Comment by jacquesm

8 hours ago

The (potential, no experience) quality issues are to me far outweighed by the enabling of yet another country to become a superpower which will then sooner or later result in yet another confrontation. Russia should have taught at least Europe that this sort of trade can only backfire in the longer term. Yes, I realize, China is the world's factory now, but there is no reason that can not change. I'm trying really hard to buy European made products and to use European services where possible. There are still a couple of hard nuts to crack but I'll get there.

In the US for example, most of the US brands are already made in China. They will copy the tooling and put a different brand name on it and you'll have a tool of the same quality for way less cost.

Simply put China is an unrecognized superpower at this point with the investments they've already made. The amount of infrastructure they've built in a decade dwarfs what the West has done in decades.

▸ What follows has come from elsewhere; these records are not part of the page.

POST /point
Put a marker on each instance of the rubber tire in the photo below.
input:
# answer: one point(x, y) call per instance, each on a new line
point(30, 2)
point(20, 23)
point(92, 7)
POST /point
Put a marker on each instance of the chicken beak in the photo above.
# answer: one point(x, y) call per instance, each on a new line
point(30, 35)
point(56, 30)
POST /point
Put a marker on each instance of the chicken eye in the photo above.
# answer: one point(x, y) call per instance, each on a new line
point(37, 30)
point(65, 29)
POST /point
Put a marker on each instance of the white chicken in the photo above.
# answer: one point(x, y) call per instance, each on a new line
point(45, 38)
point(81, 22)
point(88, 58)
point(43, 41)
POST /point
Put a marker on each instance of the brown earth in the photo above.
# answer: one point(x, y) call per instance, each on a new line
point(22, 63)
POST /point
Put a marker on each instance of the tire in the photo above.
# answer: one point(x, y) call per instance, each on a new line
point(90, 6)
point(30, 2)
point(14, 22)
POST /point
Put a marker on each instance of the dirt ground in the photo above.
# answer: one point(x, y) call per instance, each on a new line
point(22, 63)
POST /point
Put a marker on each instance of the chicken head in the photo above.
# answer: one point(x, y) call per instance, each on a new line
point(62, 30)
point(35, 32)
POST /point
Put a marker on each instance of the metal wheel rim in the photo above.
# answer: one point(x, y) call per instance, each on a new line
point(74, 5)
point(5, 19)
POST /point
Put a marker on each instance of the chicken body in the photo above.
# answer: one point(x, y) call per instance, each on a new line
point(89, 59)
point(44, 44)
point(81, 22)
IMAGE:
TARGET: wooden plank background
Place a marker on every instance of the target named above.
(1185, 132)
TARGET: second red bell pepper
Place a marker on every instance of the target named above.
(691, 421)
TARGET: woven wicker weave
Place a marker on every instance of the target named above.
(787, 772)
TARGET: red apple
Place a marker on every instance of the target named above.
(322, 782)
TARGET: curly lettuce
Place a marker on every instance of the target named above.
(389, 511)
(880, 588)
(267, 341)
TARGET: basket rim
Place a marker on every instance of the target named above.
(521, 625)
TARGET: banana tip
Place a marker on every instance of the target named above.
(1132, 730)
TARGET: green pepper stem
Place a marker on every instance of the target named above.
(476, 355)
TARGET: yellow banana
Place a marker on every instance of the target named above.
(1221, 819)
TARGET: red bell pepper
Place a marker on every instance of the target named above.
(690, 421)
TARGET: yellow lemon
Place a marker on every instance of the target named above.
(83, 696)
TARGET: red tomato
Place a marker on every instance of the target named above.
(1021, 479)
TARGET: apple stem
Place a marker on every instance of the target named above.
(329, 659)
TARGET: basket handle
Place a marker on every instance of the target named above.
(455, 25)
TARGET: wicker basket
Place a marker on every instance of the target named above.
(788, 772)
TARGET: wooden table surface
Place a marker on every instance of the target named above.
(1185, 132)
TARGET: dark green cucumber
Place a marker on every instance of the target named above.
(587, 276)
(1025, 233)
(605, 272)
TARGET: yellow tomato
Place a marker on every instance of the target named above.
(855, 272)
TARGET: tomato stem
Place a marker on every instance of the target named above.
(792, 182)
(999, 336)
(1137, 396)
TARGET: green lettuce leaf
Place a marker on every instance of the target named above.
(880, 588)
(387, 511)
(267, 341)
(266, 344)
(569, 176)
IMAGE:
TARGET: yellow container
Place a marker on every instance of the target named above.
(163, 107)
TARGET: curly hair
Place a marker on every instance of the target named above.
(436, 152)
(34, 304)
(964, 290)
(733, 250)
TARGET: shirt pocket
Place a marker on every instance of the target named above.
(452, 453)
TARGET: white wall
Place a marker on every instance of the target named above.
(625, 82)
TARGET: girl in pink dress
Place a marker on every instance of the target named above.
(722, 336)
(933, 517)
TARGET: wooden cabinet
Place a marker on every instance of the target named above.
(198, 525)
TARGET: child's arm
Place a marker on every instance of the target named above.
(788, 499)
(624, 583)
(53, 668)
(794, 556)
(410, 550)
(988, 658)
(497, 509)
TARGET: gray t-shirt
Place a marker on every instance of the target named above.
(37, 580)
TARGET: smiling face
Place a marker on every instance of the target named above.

  • Sorry, the country with nukes, nuclear submarines, a massive navy and a permanent member on the UN Security Council isn’t recognized as a superpower? By whom?

> I'm trying really hard to buy European made products and to use European services where possible.

European companies are trying even harder to outsource to China.

In the past months I’ve seen an increase and it feels like almost everything is made in China, from books to Christmas trinkets to clothes and kitchen utensils, it’s a pain the ass to find locally produced goods.

This has a lot to do with the energy crisis triggered by decoupling from Russia, which was never properly put into context and evaluated from an economical perspective.